BEIJING (Reuters) -China has barred entry to four people from a U.S. commission on religious freedom, the foreign ministry said on Tuesday, following U.S. sanctions this month against Chinese people and entities over accusations of human rights abuses in Xinjiang.
The four people, from the U.S. Commission on International Religious Freedom (USCIRF), would be banned from mainland China, Hong Kong and Macau, ministry spokesman Zhao Lijian said.
Their assets in China would also be frozen and Chinese institutions and citizens would be forbidden from dealing with them, Zhao said at a regular briefing in Beijing.
“We are not surprised to see the Chinese government impose additional baseless sanctions in response to growing concern over its egregious human rights and religious freedom violations,” said USCIRF chair Nadine Maenza, one of the people China barred entry to, according to an online statement.

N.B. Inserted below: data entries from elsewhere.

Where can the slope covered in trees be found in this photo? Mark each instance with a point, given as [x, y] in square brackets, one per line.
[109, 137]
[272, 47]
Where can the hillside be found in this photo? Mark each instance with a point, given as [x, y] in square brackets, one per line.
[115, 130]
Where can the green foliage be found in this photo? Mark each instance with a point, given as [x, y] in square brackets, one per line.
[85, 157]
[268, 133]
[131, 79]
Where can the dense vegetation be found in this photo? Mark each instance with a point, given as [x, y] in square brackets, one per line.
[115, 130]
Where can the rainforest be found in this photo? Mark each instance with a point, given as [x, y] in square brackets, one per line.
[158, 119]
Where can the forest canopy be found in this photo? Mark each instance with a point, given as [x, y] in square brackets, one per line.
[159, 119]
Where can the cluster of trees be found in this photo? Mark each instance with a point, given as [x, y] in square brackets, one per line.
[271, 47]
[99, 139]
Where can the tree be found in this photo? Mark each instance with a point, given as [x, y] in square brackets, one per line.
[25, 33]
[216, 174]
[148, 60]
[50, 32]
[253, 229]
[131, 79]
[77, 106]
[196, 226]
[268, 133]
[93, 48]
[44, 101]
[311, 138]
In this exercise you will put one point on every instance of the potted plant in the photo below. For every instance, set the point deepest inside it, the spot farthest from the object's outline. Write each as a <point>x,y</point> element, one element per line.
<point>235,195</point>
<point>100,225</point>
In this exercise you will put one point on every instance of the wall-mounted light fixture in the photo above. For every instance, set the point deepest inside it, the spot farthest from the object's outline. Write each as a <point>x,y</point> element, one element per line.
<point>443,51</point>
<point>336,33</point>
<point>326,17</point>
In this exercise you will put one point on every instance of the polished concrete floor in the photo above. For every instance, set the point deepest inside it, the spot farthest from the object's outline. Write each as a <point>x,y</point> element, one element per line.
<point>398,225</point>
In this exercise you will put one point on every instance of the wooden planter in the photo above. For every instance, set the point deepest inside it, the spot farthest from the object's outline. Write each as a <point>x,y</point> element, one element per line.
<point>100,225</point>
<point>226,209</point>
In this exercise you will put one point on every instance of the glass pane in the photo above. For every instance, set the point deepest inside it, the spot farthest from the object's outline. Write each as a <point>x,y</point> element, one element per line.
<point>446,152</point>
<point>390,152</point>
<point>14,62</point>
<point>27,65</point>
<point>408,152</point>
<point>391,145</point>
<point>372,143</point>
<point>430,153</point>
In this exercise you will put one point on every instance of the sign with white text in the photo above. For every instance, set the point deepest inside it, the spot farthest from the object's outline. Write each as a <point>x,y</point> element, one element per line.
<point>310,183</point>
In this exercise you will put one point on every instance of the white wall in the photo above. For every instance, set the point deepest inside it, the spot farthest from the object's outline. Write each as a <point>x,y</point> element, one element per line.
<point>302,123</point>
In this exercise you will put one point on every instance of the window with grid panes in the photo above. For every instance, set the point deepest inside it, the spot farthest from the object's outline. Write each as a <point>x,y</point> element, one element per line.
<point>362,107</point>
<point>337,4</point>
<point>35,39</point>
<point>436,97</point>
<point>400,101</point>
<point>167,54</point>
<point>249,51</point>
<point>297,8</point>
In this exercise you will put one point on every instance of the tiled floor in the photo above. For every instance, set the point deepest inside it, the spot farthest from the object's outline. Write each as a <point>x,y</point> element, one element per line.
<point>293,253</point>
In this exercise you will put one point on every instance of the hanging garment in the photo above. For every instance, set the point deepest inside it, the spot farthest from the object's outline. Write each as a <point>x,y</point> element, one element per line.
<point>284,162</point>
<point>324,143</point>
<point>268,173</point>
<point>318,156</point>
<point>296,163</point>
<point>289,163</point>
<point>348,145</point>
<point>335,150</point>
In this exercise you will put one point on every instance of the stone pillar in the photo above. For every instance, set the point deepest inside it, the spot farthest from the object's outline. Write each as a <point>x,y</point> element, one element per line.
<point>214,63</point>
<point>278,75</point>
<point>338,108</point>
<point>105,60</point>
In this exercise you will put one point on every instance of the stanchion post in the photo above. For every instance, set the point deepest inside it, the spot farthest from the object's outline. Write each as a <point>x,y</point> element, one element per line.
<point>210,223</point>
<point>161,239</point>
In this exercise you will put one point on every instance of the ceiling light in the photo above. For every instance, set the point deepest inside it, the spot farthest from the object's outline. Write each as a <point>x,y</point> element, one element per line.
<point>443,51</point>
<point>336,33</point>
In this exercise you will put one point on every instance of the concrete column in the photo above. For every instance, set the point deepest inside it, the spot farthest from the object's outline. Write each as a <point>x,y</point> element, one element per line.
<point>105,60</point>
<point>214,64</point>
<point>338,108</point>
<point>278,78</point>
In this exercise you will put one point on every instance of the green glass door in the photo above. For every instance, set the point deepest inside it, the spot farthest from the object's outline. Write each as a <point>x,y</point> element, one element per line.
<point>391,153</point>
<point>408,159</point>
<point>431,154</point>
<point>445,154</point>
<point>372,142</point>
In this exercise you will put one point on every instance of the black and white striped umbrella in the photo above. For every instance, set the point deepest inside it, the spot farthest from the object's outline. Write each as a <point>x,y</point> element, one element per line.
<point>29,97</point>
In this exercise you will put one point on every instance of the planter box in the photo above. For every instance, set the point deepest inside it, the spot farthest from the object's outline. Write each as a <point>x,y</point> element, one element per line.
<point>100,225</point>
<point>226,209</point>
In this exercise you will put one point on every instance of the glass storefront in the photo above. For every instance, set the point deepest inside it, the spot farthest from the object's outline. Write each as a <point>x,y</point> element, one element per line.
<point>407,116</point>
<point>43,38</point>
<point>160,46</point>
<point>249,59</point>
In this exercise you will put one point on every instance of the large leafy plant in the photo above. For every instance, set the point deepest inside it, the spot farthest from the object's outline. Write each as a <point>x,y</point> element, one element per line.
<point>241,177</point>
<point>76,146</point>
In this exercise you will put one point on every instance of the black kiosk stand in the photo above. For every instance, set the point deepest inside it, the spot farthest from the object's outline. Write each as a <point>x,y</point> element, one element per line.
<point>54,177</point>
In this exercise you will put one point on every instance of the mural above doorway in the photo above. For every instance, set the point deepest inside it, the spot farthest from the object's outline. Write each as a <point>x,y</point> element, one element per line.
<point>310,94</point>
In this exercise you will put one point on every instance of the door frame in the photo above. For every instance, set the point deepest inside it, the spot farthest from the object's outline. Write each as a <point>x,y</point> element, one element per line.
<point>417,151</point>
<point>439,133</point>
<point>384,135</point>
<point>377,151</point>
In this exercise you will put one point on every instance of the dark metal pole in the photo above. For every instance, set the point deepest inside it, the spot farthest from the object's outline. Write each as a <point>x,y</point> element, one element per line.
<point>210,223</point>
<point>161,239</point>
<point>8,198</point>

The United States had said that its Dec. 10 sanctions were in response to human rights abuses in China’s Xinjiang region, where Uyghurs and other Muslim minorities are alleged to have been unlawfully detained, mistreated and forced to work. China denies abuses in Xinjiang and says its policies there help combat extremism.
The USCIRF is a federal government entity which evaluates and suggests policies for countries where religious freedom is deemed to be endangered.
Apart from USCIRF’s chair, the sanctions would also affect the vice chair and two commissioners at USCIRF, Zhao said.